Nederlands Dans Theatre 2 – Bord Gáis Energy Theatre – Review
02 – 03 May 2022
NEDERLANDS DANS THEATER 2 – Produced by Dance Consortium
Nederlands Dans Theater is one of the foremost dance theatre companies in the world. NDTI (Nederland Dans Theater I) was founded in 1959 and has 30 dancers. Nearly twenty years later, NDTII was founded in 1978 for 16 dancers. The piece performed in the Bord Gais Theatre involves three separate works by celebrated choreographers Marco Goecke (Germany), Hans van Manen (The Netherlands) and Johan Inger (Sweden). The three pieces are broken up by two 20-minute intervals.
The Big Crying by Marco Goecke was the first work on the night and it is set to a series of songs by Tori Amos, including Death Lullaby, Blood Roses and a loose cover version of the REM classic Losing by Religion. It is the most intense of the three works and was written shortly after the death of the choreographer’s father. It starts with a lone dancer on stage with a flame burning above his head before he is slowly joined by the rest of the ensemble. At one point, the dancers laugh as they leave the stage before the laughs slowly turn into sobs. At other times, the dancers let out blood-curdling screams, echoing the pain of loss. The lighting is suitably moody, with the performers lurking in the half-light, barely visible at the edge of the stage.

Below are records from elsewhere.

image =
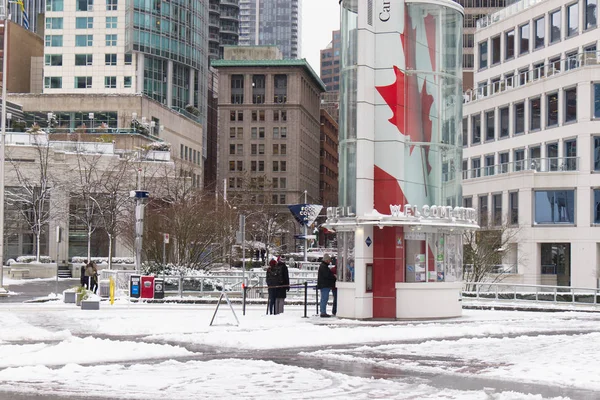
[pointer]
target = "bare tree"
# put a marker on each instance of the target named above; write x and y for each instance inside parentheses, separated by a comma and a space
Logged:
(486, 254)
(35, 187)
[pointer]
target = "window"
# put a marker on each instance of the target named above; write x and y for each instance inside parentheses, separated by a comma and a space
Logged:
(54, 23)
(54, 5)
(513, 198)
(519, 159)
(596, 206)
(483, 55)
(497, 209)
(84, 23)
(524, 39)
(591, 13)
(490, 133)
(509, 44)
(552, 109)
(540, 32)
(111, 40)
(110, 59)
(483, 210)
(237, 89)
(110, 82)
(476, 129)
(83, 82)
(111, 22)
(555, 25)
(535, 116)
(571, 104)
(503, 162)
(53, 82)
(572, 19)
(53, 59)
(53, 40)
(504, 122)
(475, 167)
(84, 40)
(554, 207)
(496, 50)
(83, 59)
(84, 5)
(489, 165)
(519, 110)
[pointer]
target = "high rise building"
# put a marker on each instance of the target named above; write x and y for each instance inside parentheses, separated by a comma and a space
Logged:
(271, 23)
(155, 48)
(531, 145)
(223, 30)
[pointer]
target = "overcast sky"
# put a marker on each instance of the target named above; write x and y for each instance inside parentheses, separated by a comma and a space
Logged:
(319, 19)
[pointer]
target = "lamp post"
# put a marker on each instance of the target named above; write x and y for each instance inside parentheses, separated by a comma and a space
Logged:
(3, 291)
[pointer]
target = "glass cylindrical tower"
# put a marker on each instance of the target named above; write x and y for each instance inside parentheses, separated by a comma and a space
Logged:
(399, 219)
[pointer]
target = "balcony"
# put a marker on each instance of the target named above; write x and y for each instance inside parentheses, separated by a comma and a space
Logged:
(542, 72)
(552, 165)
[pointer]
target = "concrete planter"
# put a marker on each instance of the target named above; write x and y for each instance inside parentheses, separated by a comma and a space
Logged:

The middle piece was Simple Things and it is the oldest of the three works, created for NDT 2 in 2001. It is a piece for two couples (two men and two women) who perform in various groupings. The music includes a piano piece (Haydn’s Piano Trio No 28 in E major) as well as a modern jaunty piece for piano and accordion. The movement explores the relationships between the couples. The title of the piece gives you an impression of the aim, with its choreographer (Hans van Manen) providing “a master class in simplicity”.
IMPASSE was the final piece of the night, and possibly the most successful. It features the music of French-Lebanese jazz trumpeter and composer, Ibrahim Maalouf (including Lily Will Soon Be A Woman and Never Serious). As the music slowly changes, the performance varies in terms of the number of dancers, as well as costumes and arrangements. At the end of the set, the dancers perform as the curtain slowly descends upon them, like they are fighting for the final moments of our attention. The piece is by Swedish choreographer Johan Inger and is said to “celebrate the strength of togetherness over isolation in our world today”.
There is no clear connection between the three pieces and it is interesting to see three works that are so different in tone over the course of the evening. The audience is brought on quite a journey and the final piece IMPASSE is the perfect ending.
It is fair to say the Irish viewing public is somewhat reticent to embrace the art of dance. Our culture is more interested in the written word with our proud tradition of writers but with the obvious exception of the Dublin Dance Festival (17th – 29th May) it is rare to see Dance of this quality on our shores. This is a chance to see some of the finest practitioners of this art form. The piece spans a range of emotions and will leave you in awe of the skill of the performers.